X
Home & Office

Self-service BI brings benefits, challenges

Bottlenecks in IT departments from data deluge causing end-users to ask for tools to generate analytics reports without tech support, but managing use and data compliance tricky.
Written by Jamie Yap, Contributor

The deluge of information generated within organizations, coupled with the pressure to make business decisions from the data produced, is spurring demand by non-IT end-users to be empowered with capabilities to generate their own business intelligence and analytics reports, observers said.

However, they also noted the drawbacks, such as the lack of data governance and overtaxing the company's computing resources due to too many requests from end-users.

Madan Sheina, lead analyst for information management at Ovum, said the growing volume of human- and machine-generate data has opened up greater opportunities, and more need, for BI and analytics.

At the same time, this data tsunami has created additional headaches for IT departments to integrate and deliver business analysis in a timely fashion to satisfy the needs of different users within the company, he told ZDNet Asia in an e-mail.

This has resulted in bottlenecks in service requests, Sheina noted, which is why self-service BI is the way to relieve the IT team's burden. By doing so, this will cut out the "unnecessary middleman" and give end-users direct access to data, analytics and report publishing tools to serve their own needs without support from their tech teams.

"More importantly, self-service BI gives users much greater control over their decision-making needs," the analyst stated.

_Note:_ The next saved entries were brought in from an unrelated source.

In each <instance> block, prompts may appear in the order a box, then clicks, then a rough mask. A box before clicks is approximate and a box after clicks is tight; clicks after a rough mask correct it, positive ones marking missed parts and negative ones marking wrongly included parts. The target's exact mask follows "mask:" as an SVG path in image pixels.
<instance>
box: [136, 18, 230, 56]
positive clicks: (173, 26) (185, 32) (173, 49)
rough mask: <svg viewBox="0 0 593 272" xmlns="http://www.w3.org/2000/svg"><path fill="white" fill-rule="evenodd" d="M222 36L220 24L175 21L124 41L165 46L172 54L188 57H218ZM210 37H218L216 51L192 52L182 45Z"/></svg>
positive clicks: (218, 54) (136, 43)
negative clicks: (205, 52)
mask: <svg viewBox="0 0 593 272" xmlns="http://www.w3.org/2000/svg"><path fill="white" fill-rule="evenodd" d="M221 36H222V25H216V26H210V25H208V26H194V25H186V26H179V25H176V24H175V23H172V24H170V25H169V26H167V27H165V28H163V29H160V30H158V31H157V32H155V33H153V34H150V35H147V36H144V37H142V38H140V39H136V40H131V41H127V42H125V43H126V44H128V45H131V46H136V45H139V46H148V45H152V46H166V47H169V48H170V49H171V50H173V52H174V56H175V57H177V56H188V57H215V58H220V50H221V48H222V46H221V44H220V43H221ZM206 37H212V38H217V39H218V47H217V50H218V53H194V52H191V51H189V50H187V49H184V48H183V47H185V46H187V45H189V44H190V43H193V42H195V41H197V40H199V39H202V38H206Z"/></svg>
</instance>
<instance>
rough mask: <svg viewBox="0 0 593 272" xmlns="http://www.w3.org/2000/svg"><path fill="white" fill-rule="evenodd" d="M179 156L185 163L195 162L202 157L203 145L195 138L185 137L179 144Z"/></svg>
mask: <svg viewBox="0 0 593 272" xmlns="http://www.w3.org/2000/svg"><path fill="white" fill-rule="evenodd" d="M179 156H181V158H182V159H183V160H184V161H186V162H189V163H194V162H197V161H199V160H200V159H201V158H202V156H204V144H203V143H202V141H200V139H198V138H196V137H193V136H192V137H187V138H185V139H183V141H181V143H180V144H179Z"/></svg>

James Foster, general manager of Southeast Asia for Solutions OnDemand and high-performance computing at SAS, agreed. He said as the power of data becomes more widespread, IT departments are being swamped with requests from line-of-business end-users for more timely access to key information for decision-making.

"[As such,] it can only be a good thing to have more decision-making capability embedded in the lines of business," he said. "Plus, the shift to self-service also has a positive effect on IT, freeing them to think more strategically and focus on value-added activities for the company rather than just 'keeping the lights on'."

Tan Ser Yean, client technical executive for Asia-Pacific business analytics at IBM's software group, added that self-service BI tools can help empower employees to work independently.

"Sometimes what they need isn't available in existing reports, dashboards or the data warehouse. This is when we need to empower users to get data from wherever it lies and let them have the agility to work with it independently," he said.

Self-service BI brings complexities
That said, deploying self-service BI tools requires a "delicate balance" since it means putting easy-to-use capabilities into the hands of business users while equipping IT professionals the tools and control they need to efficiently manage the data and maintain the backend systems, said Ovum analyst Sheina.

There is a level of technical complexity that underpins all BI systems and much of that complexity stems from integrating the data, he pointed out.

"Delivering a single, unified view of enterprise data is difficult on its own. Any seasoned IT professional will testify that the most complex, lengthy and expensive part of a BI project is getting the data foundation done right."

The lack of data governance is another concern, Sheina highlighted. Effective data governance, security and centralized monitoring, and control of user interactions are critical elements of any BI system, and even more so for self-service BI, he noted.

Hence, a company implementing self-service BI should "guard against giving users free rein", the analyst cautioned. If users have that freedom, this could lead to a spike in queries and requests that might bring one's server and network to its knees, duplicate reports and applications, reports that contain outdated or inaccurate data or unauthorized third-party access to the reports, he said.

Even if self-service BI is provisioned by the company, both IT and non-IT users may not make full use of the benefits and flexibility they now have, Sheina said.

For instance, IT professionals could be adverse to give up their control, fearing that non-BI end users will not adhere to best practices and they would have to clean up after their mess, he elaborated. On the other hand, non-IT end-users could resist the self-service system if they see it as an extra burden, even if it is easier and quicker to do the reports by themselves, he added.